Her research interests include social justice, gender, violence, social policy in the Global South. A key recent publication was Cookson (2018) “Unjust conditions: Women’s work and the hidden cost of cash transfer programs” (University of California Press). This publication won the Globe Book Award for Public Understanding of Geography, American Association of Geographers, 2019 and the Sarah A. Whaley Book Prize, National Women’s Studies Association, 2019 and received the Honorable Mention of the Global Development Studies Book Award, International Studies Association, 2020. Further recent publications include Zulver, Cookson & Fuentes (2021) “COVID-19 and gender-based violence: Insights from a 'data for development' project on the Colombia-Venezuela border” (International Feminist Journal of Politics), Cookson, Jha, Fuentes & Saxena (2020) “Programmatic norms change to eliminate violence against children: Insights for practitioners and researchers from a UNICEF global mapping study” (Global Public Health) and Cookson (2016) “Working for Inclusion? Conditional Cash Transfers, Rural Women, and the Reproduction of Inequality” (Antipode).

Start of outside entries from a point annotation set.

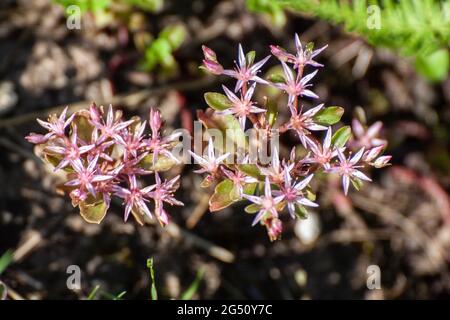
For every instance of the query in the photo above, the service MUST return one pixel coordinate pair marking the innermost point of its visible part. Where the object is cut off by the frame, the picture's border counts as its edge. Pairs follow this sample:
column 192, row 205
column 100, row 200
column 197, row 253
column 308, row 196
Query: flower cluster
column 103, row 156
column 283, row 184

Tara Patricia Cookson (University of British Columbia)
Keynote 4: COVID-19 and global social policy institutions in the context of shifting multilateral and regional dynamics.

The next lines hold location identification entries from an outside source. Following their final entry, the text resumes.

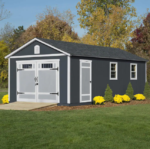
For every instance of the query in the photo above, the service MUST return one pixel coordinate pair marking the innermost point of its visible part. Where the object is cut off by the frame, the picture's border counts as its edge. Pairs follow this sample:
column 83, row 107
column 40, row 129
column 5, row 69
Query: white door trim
column 85, row 67
column 9, row 79
column 36, row 74
column 68, row 80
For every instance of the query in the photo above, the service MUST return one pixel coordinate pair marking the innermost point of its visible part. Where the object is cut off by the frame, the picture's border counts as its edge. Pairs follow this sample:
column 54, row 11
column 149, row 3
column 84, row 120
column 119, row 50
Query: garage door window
column 26, row 66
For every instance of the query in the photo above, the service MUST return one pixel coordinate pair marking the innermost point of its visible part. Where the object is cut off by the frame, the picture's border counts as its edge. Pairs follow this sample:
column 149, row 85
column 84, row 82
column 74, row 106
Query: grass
column 125, row 127
column 2, row 93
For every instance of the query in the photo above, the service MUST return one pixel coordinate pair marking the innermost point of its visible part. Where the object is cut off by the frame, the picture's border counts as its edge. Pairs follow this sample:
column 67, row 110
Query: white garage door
column 38, row 81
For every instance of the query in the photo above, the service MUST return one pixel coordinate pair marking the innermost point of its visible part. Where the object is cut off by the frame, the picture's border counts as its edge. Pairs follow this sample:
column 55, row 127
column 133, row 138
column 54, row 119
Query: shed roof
column 83, row 50
column 76, row 49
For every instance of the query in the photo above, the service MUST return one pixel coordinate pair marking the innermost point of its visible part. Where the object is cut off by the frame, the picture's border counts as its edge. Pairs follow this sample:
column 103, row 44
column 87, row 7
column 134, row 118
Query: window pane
column 113, row 74
column 133, row 68
column 47, row 65
column 133, row 74
column 26, row 66
column 86, row 64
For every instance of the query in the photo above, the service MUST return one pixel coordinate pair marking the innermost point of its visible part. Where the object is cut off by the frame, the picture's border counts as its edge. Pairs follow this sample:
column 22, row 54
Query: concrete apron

August 27, 8:45 am Room RM 01 C-0.104
Sarah Cook has had a distinguished research, management and leadership career crossing between academia and global institutions including the United Nations and the Ford Foundation. Sarah Cook is Adjunct Professor, UNSW in Sidney. Previous positions were associate Professor and Inaugural Director, Institute for Global Development, University of New South Wales, Sydney, Visiting or adjunct Professor at the Department of Social Policy/East Asia Social Policy at Bristol University, UK and at the School of Social Development and Public Policy, Beijing Normal University, China. She was director of the UNICEF Office of Research-Innocenti Research Centre, Florence and the United Nation’s Research Institute for Social Development (UNRISD), Geneva. She also worked for the Ford Foundation, China as Program Officer, Governance and Public Policy. Presently she is co-editor of the Journal Global Social Policy.
Her research interests include health, health policy and global institutions, the informal economy, care and sustainable development, and social policy in developing economies and China. Most recent key publications include Agartan, Cook & Lin (2020) “Introduction: COVID-19 and WHO: Global institutions in the context of shifting multilateral and regional dynamics” (Global Social Policy), Cook (2020) “Informal workers in a context of urbanisation and migration: Reflections from China for social policy in Asia” (In Carre & Chen: The Informal Economy Revisited: Examining the past, Envisioning the future) and Cook (2017) “Social investment and the international development organisations” (In Midgely, Dahl, Conley & Wright: Social investment and social welfare: International and critical perspectives). Earlier and often cited publications include Hu, Cook & Salazar (2008) “Internal migration and health in China” (The Lancet), Leppo, Ollila, Pena, Wismar & Cook (2013) “Health in all policies-seizing opportunities, implementing policies” (Sosiaali-ja terveysministeriö) and Cook & Dong (20011) “Harsh choices: Chinese women's paid work and unpaid care responsibilities under economic reform” (Development and Change).